Yom Kippur is, in short, the holiest day of the year in Jewish religion and culture. It is also referred to as the “Day of Atonement,” and the tradition is to solemnly fast for repentance and atonement of sins.
Yom Kippur marks the end of the annual High Holy Day period (Sept. 16 to Sept. 26 in 2012), which begins with Rosh Hashanah, the Jewish New Year.
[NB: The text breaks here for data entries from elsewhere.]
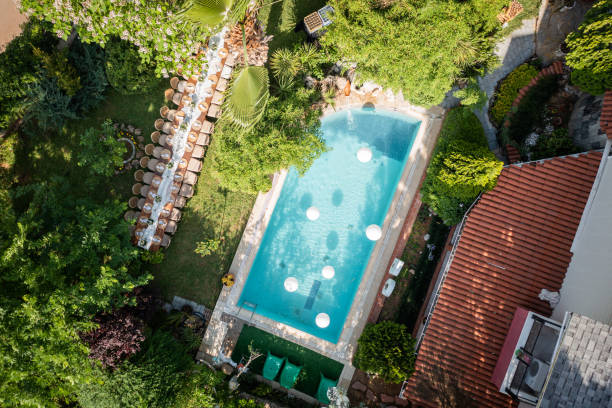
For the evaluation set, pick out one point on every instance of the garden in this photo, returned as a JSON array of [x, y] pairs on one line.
[[81, 321], [533, 105]]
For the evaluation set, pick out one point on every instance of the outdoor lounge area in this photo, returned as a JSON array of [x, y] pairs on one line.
[[289, 364]]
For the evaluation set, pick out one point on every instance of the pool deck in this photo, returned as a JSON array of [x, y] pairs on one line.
[[365, 297]]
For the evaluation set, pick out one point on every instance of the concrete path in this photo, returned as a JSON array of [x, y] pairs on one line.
[[515, 49]]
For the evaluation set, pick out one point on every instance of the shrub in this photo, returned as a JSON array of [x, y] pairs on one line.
[[471, 95], [530, 112], [419, 47], [386, 349], [508, 91], [590, 55], [47, 106], [19, 69], [57, 66], [288, 135], [557, 143], [152, 378], [461, 167], [118, 336], [124, 69], [88, 59], [101, 153]]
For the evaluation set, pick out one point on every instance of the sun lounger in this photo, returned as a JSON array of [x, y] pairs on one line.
[[272, 366], [289, 375], [324, 385]]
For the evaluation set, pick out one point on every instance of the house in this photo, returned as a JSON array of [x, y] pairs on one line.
[[521, 312]]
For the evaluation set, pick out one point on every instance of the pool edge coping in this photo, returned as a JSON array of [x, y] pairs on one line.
[[376, 269]]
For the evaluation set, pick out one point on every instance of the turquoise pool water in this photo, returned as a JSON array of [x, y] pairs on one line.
[[350, 195]]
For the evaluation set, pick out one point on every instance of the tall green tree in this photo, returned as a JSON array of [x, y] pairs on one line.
[[590, 55], [386, 349], [419, 47], [101, 153], [65, 256], [153, 26], [288, 135], [462, 166]]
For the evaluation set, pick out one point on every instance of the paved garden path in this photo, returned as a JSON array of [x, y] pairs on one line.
[[512, 51]]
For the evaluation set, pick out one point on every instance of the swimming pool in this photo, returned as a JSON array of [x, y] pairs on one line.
[[349, 195]]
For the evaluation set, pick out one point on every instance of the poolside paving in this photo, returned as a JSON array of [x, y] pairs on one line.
[[382, 255], [539, 36], [512, 51]]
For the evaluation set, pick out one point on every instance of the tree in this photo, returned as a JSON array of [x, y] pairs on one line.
[[101, 153], [288, 135], [66, 257], [387, 350], [590, 56], [124, 70], [19, 69], [462, 166], [153, 26], [418, 47], [117, 337], [248, 94]]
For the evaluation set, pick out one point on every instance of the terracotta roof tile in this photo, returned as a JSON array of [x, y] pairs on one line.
[[516, 242]]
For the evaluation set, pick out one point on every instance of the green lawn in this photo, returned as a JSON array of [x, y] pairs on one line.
[[313, 364], [211, 213], [39, 156]]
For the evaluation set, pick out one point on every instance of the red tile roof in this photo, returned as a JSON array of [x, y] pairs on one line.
[[516, 242], [605, 121]]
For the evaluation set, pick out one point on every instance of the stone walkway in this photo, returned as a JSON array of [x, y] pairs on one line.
[[541, 36], [515, 49]]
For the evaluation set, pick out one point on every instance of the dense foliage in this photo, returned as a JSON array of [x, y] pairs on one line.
[[424, 269], [19, 70], [471, 95], [118, 336], [530, 112], [462, 166], [508, 91], [65, 256], [153, 26], [419, 47], [163, 374], [45, 85], [387, 350], [124, 70], [287, 135], [556, 143], [590, 55]]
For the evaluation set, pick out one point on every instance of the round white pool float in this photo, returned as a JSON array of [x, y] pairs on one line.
[[328, 272], [291, 284], [364, 155], [313, 213], [322, 320], [373, 232]]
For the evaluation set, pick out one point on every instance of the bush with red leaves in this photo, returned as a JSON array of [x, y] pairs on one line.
[[120, 333], [118, 337]]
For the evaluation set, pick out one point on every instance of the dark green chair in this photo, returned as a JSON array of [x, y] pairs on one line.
[[272, 366], [289, 375], [324, 385]]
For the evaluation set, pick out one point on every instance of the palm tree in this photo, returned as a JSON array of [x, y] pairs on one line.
[[210, 13], [248, 95]]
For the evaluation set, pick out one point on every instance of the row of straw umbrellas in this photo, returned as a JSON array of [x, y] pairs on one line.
[[159, 154]]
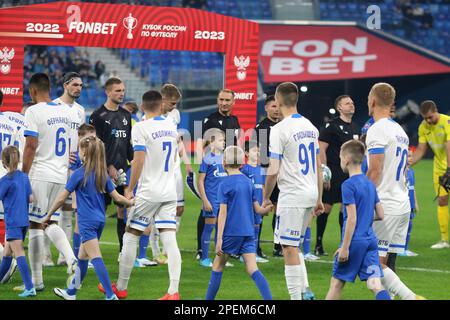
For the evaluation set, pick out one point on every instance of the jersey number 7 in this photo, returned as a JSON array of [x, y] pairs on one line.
[[167, 145]]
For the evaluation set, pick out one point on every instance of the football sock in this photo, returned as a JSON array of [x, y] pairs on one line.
[[130, 243], [256, 235], [200, 226], [408, 236], [392, 257], [383, 295], [154, 242], [65, 222], [307, 241], [213, 285], [80, 273], [321, 225], [35, 254], [169, 241], [178, 220], [258, 248], [24, 272], [102, 275], [120, 232], [293, 275], [304, 273], [393, 283], [143, 244], [4, 266], [206, 239], [46, 247], [76, 241], [443, 222], [262, 285], [59, 239]]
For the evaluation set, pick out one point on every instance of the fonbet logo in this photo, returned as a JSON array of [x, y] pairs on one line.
[[129, 23], [244, 95], [316, 56], [6, 55], [92, 27], [241, 63]]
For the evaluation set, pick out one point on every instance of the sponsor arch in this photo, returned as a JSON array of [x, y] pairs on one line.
[[133, 27]]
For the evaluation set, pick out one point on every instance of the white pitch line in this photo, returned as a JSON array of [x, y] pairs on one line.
[[316, 261]]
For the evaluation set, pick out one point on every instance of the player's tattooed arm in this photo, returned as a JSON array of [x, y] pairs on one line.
[[319, 209], [420, 152], [136, 169], [271, 179], [118, 198]]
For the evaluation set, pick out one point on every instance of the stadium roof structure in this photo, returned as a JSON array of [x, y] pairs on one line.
[[313, 51]]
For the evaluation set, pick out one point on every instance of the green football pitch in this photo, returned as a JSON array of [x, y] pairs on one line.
[[428, 274]]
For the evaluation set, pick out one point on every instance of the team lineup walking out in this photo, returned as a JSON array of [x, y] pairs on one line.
[[50, 154]]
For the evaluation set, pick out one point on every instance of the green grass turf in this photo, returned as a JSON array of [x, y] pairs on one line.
[[152, 282]]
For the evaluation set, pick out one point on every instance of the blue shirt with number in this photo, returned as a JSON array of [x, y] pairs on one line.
[[214, 172], [15, 191], [257, 176], [90, 201], [361, 192], [238, 193]]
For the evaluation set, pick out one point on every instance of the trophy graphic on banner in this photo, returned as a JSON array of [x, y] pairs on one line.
[[130, 23]]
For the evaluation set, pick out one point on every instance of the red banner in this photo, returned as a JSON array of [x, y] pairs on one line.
[[311, 53], [126, 26]]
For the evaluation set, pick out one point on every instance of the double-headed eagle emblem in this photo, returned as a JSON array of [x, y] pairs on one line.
[[6, 56], [241, 63]]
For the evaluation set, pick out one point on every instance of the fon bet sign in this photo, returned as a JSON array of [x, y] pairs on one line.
[[126, 26]]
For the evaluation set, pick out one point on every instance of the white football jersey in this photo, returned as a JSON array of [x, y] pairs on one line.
[[388, 137], [78, 117], [294, 141], [158, 137], [175, 115], [51, 124], [8, 136]]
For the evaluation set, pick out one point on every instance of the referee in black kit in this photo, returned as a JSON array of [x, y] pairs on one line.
[[262, 131], [338, 131], [221, 119], [113, 126]]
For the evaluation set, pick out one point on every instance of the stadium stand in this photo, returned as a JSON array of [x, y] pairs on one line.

On Sept. 25, observation will begin at sunset.
Although there are no synagogues or Jewish centers in Pine or Richland townships, worshippers can find services throughout the Greater Pittsburgh area.
Here is the schedule for Temple Ohav Shalom, at 8400 Thompson Run in Allison Park:
9:15 a.m.—Tot Yom Kippur
10 a.m.—Yom Kippur Morning Service
2 p.m.—Yom Kippur Family Service
5 p.m.—Minhah (Afternoon) Service
6 p.m.—Yizkor (Memorial) Service
6:30 p.m.—Neilah (Closing) Service
Yom Kippur falls annually on the 10th day of Tishrei, a month on the Hebrew calendar, which is nine days after the first day of Rosh Hashanah.
To observe Yom Kippur, one should eat and drink festively the day before—once early in the day and once later, before Kol Nidrei synagogue services. Then, for almost 25 hours, the day is spent in the synagogue without eating, drinking and other restrictions.
To observe the High Holy Days and holiday period before Kol Nidrei and after the Yom Kippur fast, many Jewish specialties are made. But there are a few staples that usually make their way onto the table. Try a honey cake or noodle kugel.